Etherum frenzy: commission burnout takes tokens out of circulation at record pace

02 Oct 2025

Caleb Reid
Caleb Reid

The number of ETH permanently removed from circulation due to the EIP-1559 mechanism has passed the 5.5 million mark and continues to increase at a rate of over 8,200 coins per day. The impulse gave a sharp surge of activity in the second layer networks: the growth of Arbitrum and Base transaction volume raised the average burn rate to 3.1 ETH per minute, which exceeded even the peak values of the spring meme rounds. At the same time, the weekly issuance of the main layer went into an exhilarating minus - -0.48% p.a., strengthening the arguments of supporters of "ultra-sound" money.

At the same time, validators' capital gains remain stable, with the staking rate hovering around 3.3% p.a. and the total amount of blocked ETH rising to 32.4 million, almost 27% of supply. Coin concentration accelerates the decline in inflation, but intensifies the decentralization debate. Client team leaders urge participants to more actively diversify software implementations to avoid over-sharing of Prysm and Lighthouse.

Amid these fundamental shifts, ETH's exchange rate dynamics appear subdued. The quote is hovering around $3,400, second to Bitcoin's growth rate. However, options traders are noting increased demand for large December calls with a strike of $4,500, signaling growing interest in a potential year-end breakout. Additional fuel may be provided by the launch of the Stateless-synchronization feature provided by the Pectra update, thanks to which nodes will be able to accelerate the initial chain load without unnecessary hardware costs.

The developers are on schedule, so the final testing of SEP-4844 has been completed without critical failures, and the implementation of Proto-Danksharding is scheduled for December. The innovation will reduce the commission load on rollups by half or more, which should inspire new users of DeFi applications and social-gamification projects. Galaxy Research analysts predict that total blockchain value in the L2 ecosystem could reach $85 billion by mid-2026.

Strategists at major funds point out that accelerated burn creates a supply asymmetry similar to programmatic buyback: current estimates put cumulative fee-based gas spending equivalent to a day's worth of gold mining at about $14 million.
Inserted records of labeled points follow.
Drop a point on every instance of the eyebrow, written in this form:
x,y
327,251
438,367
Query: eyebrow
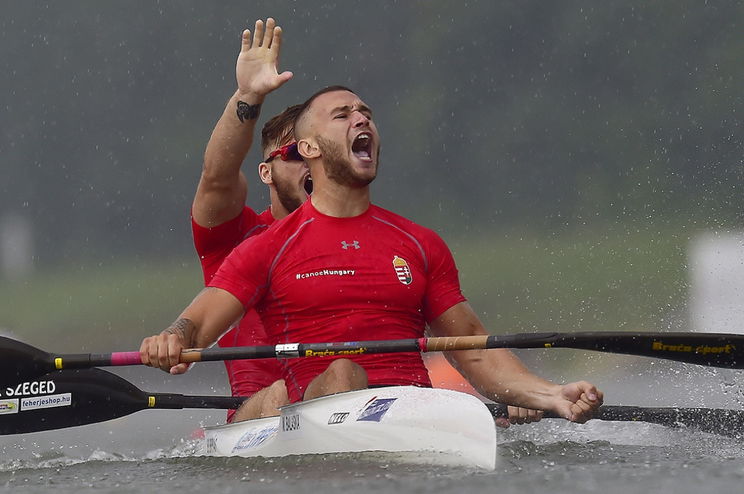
x,y
350,108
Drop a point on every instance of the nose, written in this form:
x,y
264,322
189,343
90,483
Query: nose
x,y
359,119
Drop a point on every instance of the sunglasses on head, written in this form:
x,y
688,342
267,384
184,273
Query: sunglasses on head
x,y
286,153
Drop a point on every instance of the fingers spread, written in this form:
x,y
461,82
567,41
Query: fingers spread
x,y
269,33
258,34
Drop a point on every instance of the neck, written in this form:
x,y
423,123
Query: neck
x,y
340,201
278,211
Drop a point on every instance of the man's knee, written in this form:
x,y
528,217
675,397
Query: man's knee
x,y
344,370
277,395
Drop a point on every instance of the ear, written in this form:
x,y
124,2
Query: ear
x,y
264,172
308,149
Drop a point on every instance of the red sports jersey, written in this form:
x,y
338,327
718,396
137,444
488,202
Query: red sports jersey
x,y
213,245
316,278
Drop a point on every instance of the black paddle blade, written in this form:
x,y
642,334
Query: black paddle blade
x,y
19,361
66,399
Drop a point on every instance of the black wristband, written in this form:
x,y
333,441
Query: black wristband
x,y
248,112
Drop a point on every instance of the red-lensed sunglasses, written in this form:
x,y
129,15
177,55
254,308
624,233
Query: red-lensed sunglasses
x,y
287,153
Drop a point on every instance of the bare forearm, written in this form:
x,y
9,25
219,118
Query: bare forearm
x,y
206,318
499,375
231,138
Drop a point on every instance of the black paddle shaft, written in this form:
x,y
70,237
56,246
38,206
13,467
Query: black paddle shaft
x,y
712,349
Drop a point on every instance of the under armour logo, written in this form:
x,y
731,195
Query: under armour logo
x,y
354,244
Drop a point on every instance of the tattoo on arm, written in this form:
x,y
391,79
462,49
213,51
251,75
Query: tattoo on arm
x,y
183,328
248,112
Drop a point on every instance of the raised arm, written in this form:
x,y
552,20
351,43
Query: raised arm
x,y
499,375
222,189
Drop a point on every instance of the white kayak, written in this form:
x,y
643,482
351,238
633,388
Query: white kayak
x,y
426,425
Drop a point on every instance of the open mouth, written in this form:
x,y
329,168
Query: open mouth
x,y
362,146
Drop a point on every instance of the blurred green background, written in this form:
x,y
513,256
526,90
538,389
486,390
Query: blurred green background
x,y
568,152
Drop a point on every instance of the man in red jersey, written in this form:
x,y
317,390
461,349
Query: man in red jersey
x,y
340,268
220,219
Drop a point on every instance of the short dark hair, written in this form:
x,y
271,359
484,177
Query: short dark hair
x,y
280,128
304,106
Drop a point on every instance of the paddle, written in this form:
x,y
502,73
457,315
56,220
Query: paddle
x,y
71,398
719,421
85,396
19,361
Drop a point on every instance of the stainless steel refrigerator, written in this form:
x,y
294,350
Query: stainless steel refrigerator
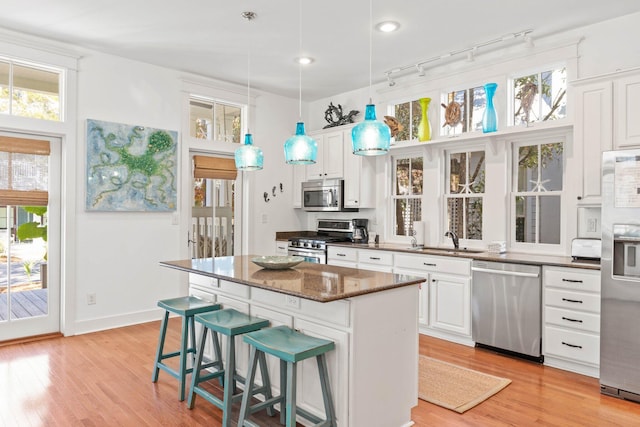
x,y
620,275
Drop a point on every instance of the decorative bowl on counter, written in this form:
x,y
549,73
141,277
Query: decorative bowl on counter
x,y
277,262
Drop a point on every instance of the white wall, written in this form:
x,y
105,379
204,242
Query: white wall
x,y
119,252
276,119
591,50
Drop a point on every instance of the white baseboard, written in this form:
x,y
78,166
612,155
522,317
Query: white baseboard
x,y
111,322
448,337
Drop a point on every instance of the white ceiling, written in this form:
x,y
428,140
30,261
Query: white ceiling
x,y
210,38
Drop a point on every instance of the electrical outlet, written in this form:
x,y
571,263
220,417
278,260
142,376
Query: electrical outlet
x,y
292,301
91,299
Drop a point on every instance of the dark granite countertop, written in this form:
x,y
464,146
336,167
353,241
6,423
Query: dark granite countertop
x,y
512,257
318,282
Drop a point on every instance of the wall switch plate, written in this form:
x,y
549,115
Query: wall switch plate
x,y
291,301
91,299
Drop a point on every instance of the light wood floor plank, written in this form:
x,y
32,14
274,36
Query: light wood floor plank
x,y
104,379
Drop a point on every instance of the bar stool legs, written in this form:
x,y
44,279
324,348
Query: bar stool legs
x,y
290,347
186,308
230,323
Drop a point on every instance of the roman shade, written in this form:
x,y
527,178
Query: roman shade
x,y
214,168
24,171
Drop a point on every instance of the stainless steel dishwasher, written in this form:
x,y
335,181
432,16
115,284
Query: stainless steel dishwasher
x,y
507,308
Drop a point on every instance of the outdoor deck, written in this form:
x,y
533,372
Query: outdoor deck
x,y
26,303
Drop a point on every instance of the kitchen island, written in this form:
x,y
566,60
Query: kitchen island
x,y
371,316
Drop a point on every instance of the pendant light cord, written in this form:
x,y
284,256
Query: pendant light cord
x,y
248,87
299,63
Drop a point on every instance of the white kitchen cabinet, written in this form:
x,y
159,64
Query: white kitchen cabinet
x,y
282,247
445,301
356,327
593,133
450,303
627,132
299,176
329,163
572,319
423,295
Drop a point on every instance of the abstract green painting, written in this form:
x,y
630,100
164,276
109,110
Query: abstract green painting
x,y
130,168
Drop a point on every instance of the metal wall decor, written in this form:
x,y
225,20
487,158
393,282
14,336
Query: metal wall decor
x,y
334,116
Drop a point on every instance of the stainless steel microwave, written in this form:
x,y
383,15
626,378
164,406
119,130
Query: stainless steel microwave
x,y
324,196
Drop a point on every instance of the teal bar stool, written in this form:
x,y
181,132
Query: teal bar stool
x,y
231,323
185,307
290,347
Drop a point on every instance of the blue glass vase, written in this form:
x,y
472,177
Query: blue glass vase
x,y
300,149
248,157
370,137
490,118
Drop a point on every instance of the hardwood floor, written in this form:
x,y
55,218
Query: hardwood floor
x,y
104,379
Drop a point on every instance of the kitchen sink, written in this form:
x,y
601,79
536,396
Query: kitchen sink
x,y
433,249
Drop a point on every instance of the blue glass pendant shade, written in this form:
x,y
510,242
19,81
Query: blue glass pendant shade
x,y
489,117
249,157
371,137
300,149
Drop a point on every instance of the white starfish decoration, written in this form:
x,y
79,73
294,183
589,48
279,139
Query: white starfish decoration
x,y
466,188
538,185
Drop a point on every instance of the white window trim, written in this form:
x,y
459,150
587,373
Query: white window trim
x,y
540,137
446,194
392,237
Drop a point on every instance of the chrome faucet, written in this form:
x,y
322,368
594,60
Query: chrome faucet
x,y
454,238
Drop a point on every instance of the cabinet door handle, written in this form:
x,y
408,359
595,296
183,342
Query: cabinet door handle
x,y
571,345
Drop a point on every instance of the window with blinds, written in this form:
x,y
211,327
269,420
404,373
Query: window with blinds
x,y
24,172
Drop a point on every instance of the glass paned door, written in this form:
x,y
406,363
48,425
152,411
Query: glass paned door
x,y
212,218
23,263
29,228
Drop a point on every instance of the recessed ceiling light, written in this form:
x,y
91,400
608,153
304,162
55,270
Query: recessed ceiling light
x,y
305,60
387,26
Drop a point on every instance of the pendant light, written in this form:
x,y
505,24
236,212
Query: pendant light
x,y
300,149
249,157
370,137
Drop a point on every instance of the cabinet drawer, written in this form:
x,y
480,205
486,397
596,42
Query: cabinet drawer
x,y
574,345
239,305
572,278
573,319
375,257
202,293
449,265
206,281
336,312
572,300
342,254
236,289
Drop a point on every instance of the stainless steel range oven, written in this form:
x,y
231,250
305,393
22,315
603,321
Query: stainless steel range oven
x,y
313,248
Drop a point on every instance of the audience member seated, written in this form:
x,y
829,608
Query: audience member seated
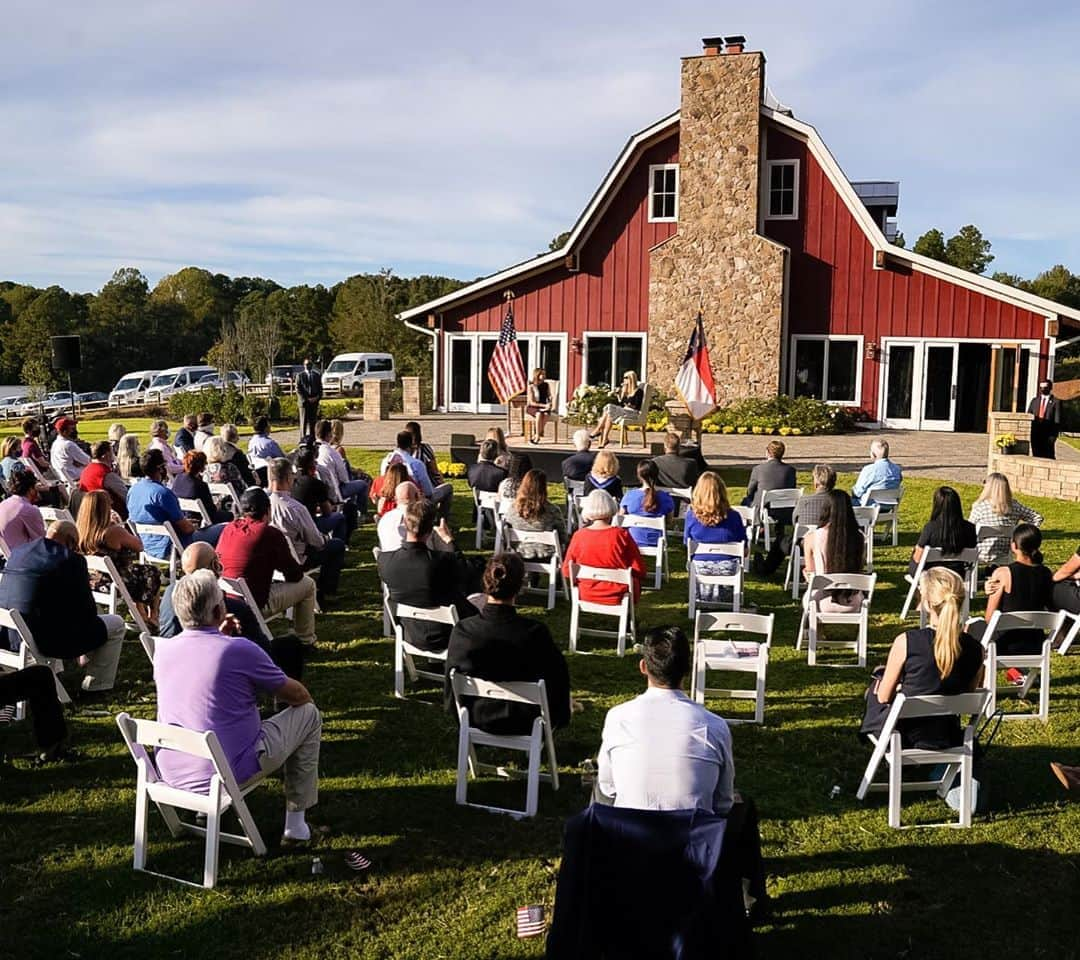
x,y
605,475
185,438
312,546
946,529
67,458
261,448
532,512
879,474
711,519
100,536
252,549
646,500
48,582
19,518
150,501
485,474
502,646
210,680
159,441
939,659
996,508
809,509
629,403
578,464
313,494
99,475
676,468
191,486
420,577
601,544
240,621
835,546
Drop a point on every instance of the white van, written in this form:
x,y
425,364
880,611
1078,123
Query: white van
x,y
347,372
131,388
170,381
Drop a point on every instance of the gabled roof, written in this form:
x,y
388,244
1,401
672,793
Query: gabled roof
x,y
579,233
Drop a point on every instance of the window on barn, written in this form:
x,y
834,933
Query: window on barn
x,y
663,192
827,368
783,179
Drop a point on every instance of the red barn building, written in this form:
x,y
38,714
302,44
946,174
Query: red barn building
x,y
736,207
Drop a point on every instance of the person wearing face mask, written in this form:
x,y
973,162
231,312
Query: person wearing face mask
x,y
1047,411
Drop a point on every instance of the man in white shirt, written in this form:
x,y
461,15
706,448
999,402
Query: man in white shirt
x,y
661,751
66,457
312,548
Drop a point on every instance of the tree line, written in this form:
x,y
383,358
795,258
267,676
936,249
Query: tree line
x,y
194,315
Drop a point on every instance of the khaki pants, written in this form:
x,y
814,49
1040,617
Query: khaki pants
x,y
301,597
291,739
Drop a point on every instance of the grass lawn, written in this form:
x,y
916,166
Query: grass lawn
x,y
446,880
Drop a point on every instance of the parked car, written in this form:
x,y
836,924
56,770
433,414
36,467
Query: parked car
x,y
348,372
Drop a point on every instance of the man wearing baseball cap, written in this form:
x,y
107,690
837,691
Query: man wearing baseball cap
x,y
67,458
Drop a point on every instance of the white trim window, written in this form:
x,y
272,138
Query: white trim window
x,y
782,191
828,368
663,192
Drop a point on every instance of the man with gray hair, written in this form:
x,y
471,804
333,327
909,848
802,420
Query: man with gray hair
x,y
207,680
879,474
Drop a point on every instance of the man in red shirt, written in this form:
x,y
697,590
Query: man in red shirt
x,y
252,549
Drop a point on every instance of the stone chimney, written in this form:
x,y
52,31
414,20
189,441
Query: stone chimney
x,y
716,261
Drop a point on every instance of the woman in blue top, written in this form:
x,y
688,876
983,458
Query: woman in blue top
x,y
711,519
646,500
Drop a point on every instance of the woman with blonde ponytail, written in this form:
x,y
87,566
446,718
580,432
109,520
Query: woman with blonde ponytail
x,y
939,659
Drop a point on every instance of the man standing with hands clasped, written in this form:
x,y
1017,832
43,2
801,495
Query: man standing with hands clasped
x,y
309,392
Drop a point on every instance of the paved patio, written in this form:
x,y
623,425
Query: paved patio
x,y
945,456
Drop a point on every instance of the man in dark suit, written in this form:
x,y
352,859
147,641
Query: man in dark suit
x,y
309,392
419,577
46,581
1045,426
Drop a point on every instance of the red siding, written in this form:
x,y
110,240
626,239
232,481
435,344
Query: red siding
x,y
610,292
835,288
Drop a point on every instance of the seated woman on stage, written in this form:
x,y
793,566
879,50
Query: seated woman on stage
x,y
630,399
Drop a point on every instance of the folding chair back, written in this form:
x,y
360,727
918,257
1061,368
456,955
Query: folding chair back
x,y
946,761
145,737
537,741
623,610
712,652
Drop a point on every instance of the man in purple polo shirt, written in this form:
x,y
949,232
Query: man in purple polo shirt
x,y
207,680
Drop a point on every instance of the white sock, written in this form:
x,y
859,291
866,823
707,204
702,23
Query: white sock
x,y
296,825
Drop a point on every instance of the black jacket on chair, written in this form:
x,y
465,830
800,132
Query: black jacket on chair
x,y
419,577
50,586
500,645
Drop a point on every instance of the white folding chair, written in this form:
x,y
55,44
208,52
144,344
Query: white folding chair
x,y
534,743
733,552
728,656
887,499
820,585
935,555
623,610
1036,664
659,553
795,558
143,737
28,653
774,500
889,746
551,568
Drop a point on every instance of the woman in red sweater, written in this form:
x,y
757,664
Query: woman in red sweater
x,y
599,544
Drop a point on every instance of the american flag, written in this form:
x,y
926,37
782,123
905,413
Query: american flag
x,y
530,921
507,372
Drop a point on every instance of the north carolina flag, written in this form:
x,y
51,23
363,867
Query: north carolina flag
x,y
694,379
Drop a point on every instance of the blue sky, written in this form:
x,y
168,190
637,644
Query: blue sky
x,y
310,142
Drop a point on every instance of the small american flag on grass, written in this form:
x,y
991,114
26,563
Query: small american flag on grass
x,y
530,921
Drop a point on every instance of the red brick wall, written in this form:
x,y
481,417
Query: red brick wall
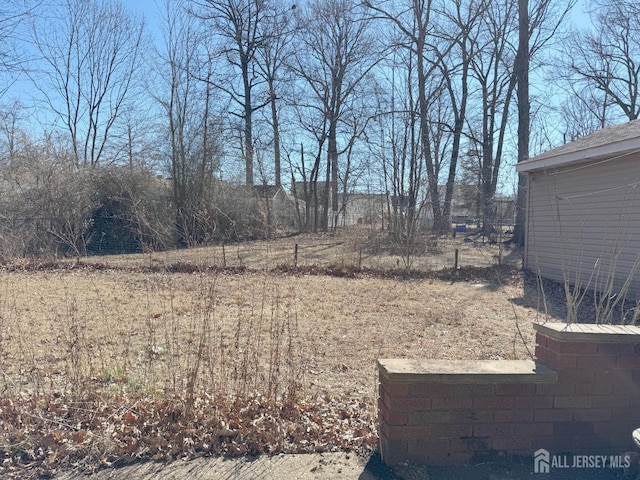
x,y
590,405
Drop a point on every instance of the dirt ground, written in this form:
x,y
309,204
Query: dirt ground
x,y
336,466
134,324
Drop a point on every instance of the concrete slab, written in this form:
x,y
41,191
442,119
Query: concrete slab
x,y
399,370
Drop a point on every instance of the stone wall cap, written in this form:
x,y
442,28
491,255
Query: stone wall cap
x,y
403,370
589,332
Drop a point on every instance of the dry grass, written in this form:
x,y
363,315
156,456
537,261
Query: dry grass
x,y
280,347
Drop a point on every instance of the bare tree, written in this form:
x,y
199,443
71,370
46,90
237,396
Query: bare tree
x,y
272,54
90,52
193,145
607,57
239,26
335,55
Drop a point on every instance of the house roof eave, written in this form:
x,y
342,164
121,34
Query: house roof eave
x,y
616,140
544,162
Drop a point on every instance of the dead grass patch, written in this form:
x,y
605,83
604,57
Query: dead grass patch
x,y
126,359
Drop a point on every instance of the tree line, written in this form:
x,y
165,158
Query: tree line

If demand persists, the supply shortage has the potential to play a key role in another bull cycle, especially after the onset of a macroeconomic pause in monetary tightening.

Market participants, meanwhile, are experimenting with new price discovery models, including block space auctions and premium performer guarantees. Each megabyte is becoming a digital deposit where value is determined not only by bandwidth but also by the rate at which coins are burned, turning a normal transaction into an act of deflationary pressure on the balance of supply.